Computerization increased in several applications. A majority of firms indicated they had increased computerization to collaborate with customers in design activities, in their manufacturing processes, and in accounting. Around 30% of respondents increased use for inventory tracking and supply chain management, similar to past years.

There was an uptick in firms reporting a sales volume decline in this year’s study, which seems consistent with the decline in overall U.S. spending on single-family construction in 2019. This trend likely reflects the continued importance of the single-family construction market to the secondary woodworking industry, as over a third of responding companies reported that 61% or more of their business was directly associated with this market.

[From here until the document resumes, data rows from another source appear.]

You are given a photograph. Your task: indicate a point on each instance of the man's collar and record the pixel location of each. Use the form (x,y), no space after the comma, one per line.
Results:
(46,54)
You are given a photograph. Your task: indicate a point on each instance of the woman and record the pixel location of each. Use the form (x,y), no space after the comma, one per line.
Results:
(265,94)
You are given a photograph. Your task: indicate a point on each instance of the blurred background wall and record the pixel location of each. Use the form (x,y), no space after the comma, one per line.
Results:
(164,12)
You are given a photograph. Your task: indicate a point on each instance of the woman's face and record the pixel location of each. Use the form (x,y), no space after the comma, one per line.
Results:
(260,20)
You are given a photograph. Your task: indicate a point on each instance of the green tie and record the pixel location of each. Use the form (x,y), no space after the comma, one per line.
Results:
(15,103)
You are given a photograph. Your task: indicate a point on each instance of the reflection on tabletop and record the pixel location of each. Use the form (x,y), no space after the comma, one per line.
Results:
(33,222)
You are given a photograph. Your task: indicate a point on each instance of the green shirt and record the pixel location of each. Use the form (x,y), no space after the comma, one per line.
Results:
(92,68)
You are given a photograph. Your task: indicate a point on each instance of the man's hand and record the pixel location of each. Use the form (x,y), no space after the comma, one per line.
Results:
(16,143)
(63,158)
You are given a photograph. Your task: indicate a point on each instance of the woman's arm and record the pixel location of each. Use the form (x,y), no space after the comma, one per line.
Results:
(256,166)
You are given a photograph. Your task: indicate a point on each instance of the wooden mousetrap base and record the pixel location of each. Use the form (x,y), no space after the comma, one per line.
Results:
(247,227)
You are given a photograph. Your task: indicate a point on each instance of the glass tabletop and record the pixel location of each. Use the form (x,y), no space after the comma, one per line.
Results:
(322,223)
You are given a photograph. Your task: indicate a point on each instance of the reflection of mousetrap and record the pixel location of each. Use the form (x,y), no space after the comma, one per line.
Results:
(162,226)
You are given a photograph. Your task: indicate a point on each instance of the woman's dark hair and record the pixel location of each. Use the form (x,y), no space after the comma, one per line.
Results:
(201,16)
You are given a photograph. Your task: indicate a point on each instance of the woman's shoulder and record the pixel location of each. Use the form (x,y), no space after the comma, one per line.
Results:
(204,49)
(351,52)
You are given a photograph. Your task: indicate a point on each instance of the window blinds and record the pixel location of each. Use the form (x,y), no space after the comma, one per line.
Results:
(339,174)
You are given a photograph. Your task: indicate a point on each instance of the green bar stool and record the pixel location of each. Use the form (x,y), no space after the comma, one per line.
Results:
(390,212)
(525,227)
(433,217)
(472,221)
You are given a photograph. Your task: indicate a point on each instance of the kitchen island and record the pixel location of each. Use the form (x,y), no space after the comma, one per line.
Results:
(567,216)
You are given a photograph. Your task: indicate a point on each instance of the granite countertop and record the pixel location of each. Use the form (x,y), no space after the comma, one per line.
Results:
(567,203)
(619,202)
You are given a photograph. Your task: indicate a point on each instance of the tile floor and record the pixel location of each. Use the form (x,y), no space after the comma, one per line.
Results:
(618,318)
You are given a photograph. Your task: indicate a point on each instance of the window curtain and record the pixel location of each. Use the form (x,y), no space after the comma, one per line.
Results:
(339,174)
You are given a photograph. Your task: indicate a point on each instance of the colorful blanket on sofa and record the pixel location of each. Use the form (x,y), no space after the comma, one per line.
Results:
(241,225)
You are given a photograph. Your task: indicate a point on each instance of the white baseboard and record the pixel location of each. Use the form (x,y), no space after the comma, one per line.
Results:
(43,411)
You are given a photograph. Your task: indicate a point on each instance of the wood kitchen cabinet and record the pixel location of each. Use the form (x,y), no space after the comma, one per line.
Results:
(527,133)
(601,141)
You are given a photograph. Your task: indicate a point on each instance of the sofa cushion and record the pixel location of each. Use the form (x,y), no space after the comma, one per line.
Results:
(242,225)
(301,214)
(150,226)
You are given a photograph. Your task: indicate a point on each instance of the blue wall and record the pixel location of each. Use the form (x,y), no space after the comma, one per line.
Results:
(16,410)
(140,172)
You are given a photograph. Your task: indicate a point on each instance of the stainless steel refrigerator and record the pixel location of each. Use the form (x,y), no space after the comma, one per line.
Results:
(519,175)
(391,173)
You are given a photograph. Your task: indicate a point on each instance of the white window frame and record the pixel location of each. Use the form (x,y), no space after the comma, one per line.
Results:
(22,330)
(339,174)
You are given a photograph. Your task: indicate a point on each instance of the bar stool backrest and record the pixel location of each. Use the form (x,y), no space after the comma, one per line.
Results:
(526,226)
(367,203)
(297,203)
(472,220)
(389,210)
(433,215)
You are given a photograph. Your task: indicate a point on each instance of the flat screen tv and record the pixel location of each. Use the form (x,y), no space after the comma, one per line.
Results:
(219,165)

These results largely were separate from economic impacts of the coronavirus pandemic, as they represent changes from 2018 to 2019.

Perhaps more influenced by coronavirus disruptions were business investment plans for the coming year. There was an increase in uncertainty for 2020; as one respondent explained, their firm was planning to invest in manufacturing equipment but now they were unsure. Plans for employee training, while still the most prominent area for planned investment, have declined for the short term, perhaps again a function of uncertain business conditions. There also were increases reported in the use of computerization in several business applications in this year’s study, especially for customer collaboration, design, and manufacturing processes. Trends to watch regarding computerization will be digital communications (video conferencing, e-commerce, etc.) and data-driven manufacturing.

About the survey
This is the eleventh consecutive year for the Housing Market survey. While several of the questions have remained the same from year to year to help track industry trends, more recent studies also have included questions related to investment and computerization activities. The 2020 study was conducted in February/March/April via e-mail invitations sent by Woodworking Network/FDMC to their subscribers. A total of 135 usable responses were received, with later respondents perhaps impacted more by coronavirus disruptions as state-level restrictions were beginning in many areas.

Similar to past years, kitchen/bath cabinet producers comprised the largest percentage of the sample, representing 47% of respondents. Eleven percent of respondents were molding/millwork producers, 10% each were household furniture and architectural fixtures firms, 5% were producers of office/hospitality/contract furniture, and 4% manufactured dimension or components. While an additional 13% indicated their production was in “other” categories, most could reasonably be classified into one of the aforementioned categories or the manufacture of closet systems. Similar to past years, most responding firms were small, with 56% having sales of less than $1 million in 2019, and another 31% having sales of $1-$10 million. Furthermore, 70% of respondents had 1-19 employees and another 16% had 20-49 employees. Only 14% had 50 or more employees, which was the smallest percentage to date.

A majority of respondents (76%) held positions in corporate or operating management or were the owners of their respective firms. Responses were received from 38 states and provinces, with CA, FL, GA, IL, MN, OH, ON, PA, and TX each accounting for at least 4% of the total responses. Geographic markets served ranged from a high of 33% doing regular business in the Midwest to a low of 19% doing regular business in the Northwest. Business conducted by respondents in all other U.S. regions (eight total) fell within this relatively narrow range.

About the authors: Matt Bumgardner is with the Northern Research Station, U.S. Forest Service in Delaware, Ohio. Urs Buehlmann is with the Department of Sustainable Biomaterials at Virginia Tech, Blacksburg, Virginia. Karen Koenig is an editor at Woodworking Network.